We have a cluster (really just one node) that is using 5.5.19, and we’re noticing the following behavior.

On cluster creation (i.e. when installing), the node had two DNS servers defined in /etc/resolv.conf, let’s call these dns1.company.com and dns2.company.com. These DNS servers got encoded in /etc/coredns/coredns.conf in the Planet container, as well as in the coredns ConfigMap for the CoreDNS pods in Kubernetes itself.

At some later point in time, this node had its DNS servers changed, and so now in /etc/resolv.conf on the node, it just has dns3.company.com as the only server, and the other two have actually been decommissioned.
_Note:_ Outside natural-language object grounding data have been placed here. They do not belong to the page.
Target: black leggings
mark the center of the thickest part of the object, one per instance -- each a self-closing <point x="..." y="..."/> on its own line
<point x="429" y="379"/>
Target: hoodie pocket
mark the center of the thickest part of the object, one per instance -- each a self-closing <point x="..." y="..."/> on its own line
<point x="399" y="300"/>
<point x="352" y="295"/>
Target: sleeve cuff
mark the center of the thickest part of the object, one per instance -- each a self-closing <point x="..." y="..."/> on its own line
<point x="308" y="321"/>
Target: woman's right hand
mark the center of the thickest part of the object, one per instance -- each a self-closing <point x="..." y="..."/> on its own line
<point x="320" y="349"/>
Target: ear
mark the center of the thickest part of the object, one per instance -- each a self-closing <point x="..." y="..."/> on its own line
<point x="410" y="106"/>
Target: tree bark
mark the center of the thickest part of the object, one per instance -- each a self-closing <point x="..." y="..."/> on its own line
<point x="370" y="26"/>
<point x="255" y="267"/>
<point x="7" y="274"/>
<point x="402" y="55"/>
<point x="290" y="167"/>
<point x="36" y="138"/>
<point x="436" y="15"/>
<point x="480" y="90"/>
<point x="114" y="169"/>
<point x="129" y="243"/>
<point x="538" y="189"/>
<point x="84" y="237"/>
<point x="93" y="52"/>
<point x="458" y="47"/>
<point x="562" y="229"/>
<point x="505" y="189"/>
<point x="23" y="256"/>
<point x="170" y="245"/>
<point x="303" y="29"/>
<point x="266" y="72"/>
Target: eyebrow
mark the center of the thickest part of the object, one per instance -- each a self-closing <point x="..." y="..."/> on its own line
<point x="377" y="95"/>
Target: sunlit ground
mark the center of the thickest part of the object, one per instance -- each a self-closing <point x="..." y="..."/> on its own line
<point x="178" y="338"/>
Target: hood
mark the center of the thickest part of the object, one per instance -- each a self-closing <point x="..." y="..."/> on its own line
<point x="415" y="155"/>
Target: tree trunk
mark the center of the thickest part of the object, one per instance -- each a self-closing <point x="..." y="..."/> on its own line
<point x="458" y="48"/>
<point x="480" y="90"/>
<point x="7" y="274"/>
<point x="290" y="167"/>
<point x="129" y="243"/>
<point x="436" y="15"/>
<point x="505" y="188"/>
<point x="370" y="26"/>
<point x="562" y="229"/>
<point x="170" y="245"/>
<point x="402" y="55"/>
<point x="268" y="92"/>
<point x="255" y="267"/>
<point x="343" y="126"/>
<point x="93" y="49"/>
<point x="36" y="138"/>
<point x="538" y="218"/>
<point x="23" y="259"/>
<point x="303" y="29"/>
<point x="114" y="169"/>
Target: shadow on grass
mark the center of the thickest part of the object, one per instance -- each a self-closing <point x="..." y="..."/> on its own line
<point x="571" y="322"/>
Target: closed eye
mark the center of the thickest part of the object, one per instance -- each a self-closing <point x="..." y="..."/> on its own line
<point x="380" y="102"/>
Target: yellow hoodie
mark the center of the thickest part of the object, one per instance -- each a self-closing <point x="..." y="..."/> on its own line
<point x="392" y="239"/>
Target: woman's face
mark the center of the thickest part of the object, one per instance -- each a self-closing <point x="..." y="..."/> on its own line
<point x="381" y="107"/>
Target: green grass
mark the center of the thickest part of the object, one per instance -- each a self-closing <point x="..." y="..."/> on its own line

We see a few issues on the cluster:

  1. Inside the Planet container, /etc/resolv.conf is unchanged (it still has 127.0.0.2, dns1.company.com, dns2.company.com).
  2. Inside the Planet container, /etc/coredns/coredns.conf is unchanged (i.e. it still refers to dns1.company.com and dns2.company.com), so even when resolving against 127.0.0.2 inside the container it doesn’t work.
  3. Inside the coredns ConfigMap, it doesn’t change, so it still refers to dns1.company.com and dns2.company.com

We tried rebooting the machine, restarting the Gravity service using systemctl, but no luck. We had to manually go and edit these configurations to get things to work.

To be specific, the following things start failing:

  1. Fetching images from Docker failed since Docker inside the Planet container could not resolve the Docker registry URL at registry.docker.com (or whatever the specific DNS name is).
  2. Communication from inside the cluster to external services (like RDS) broke, since the DNS entry could not be resolved.

My expectation was that if the DNS resolution configuration on the host changed that Gravity would update it, or at least provide a way for me to update it so I didn’t have to go and edit all these files manually (I missed editing /etc/coredns/coredns.conf on the first try, for example).

Is this expected? Is it a bug? Anything we can do to make this easier?

In order to update DNS resolvers, currently the layers involved are the following:

planet: During startup Planet generates resolve.conf based on hosts in /etc/resolv.conf. After any updates planet will need to be restarted or drained for new hosts to be captured. So in the scenario you have mentioned I assume when the DNS server was changes this did not take place.

cluster-dns: At install/upgrade time configmap gets written based on installer nodes from resolv.conf when operation is restarted. The CoreDNS configuration can be edited after installation, by updating the kube-system/coredns ConfigMap.

Currently these are the updates necessary to update DNS resolvers, I will follow up with the team on opportunities to make this easier.

@abdu thank you for the response.

So you’re saying the planet DNS update should happen automatically, but that the in-cluster coredns configuration has to happen manually? (ie go to every cluster and update the resolvers).

No, this is definitely not how it is supposed to work. I would also expect to be able to reset both the coredns configuration/ConfigMap with an explicit container restart. Ideally, there should be part of the reconcile loop inside the container to pick such changes from host.